CISA and the NCSC haven't publicly attributed the attack to a specific threat actor, but the choice of target — a federal civilian agency — and the sophistication of an implant engineered for post-patch persistence are markers consistent with nation-state tradecraft.
Why this matters beyond the affected agency. The advisory explicitly flags that other Cisco Firepower and ASA deployments should be treated as potentially at risk. That's a lot of infrastructure. Cisco's firewall products are among the most widely deployed in the world, particularly in government and critical infrastructure environments. If FIRESTARTER is being used broadly (and there's reason to think this wasn't a one-off), defenders running these devices need to assume that patching alone isn't sufficient remediation.

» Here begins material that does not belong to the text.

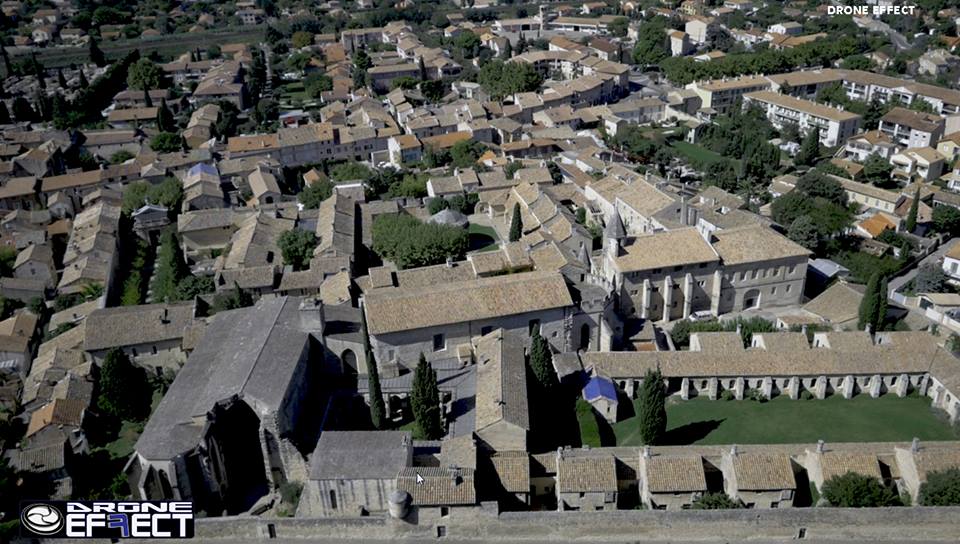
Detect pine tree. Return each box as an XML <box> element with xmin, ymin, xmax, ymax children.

The implication is uncomfortable: if your device was compromised before you patched, you may still be compromised after. A clean bill of health from a patch scan and a fully compromised network can coexist.
What defenders should do now. Both agencies recommend going beyond standard patch verification. That means checking for unexpected processes, unusual outbound connections, and configuration changes that predate known compromise windows. Forensic analysis of device firmware and persistent storage — not just the operating environment — is the right call here. CISA has published indicators of compromise in the advisory.
Watch for. Attribution is the obvious next shoe to drop. The sophistication of this implant and the choice of a federal target narrows the field considerably. Also worth watching: whether FIRESTARTER turns up on non-government Cisco deployments in the coming weeks. If it does, this advisory will look like the quiet opening of a much larger conversation.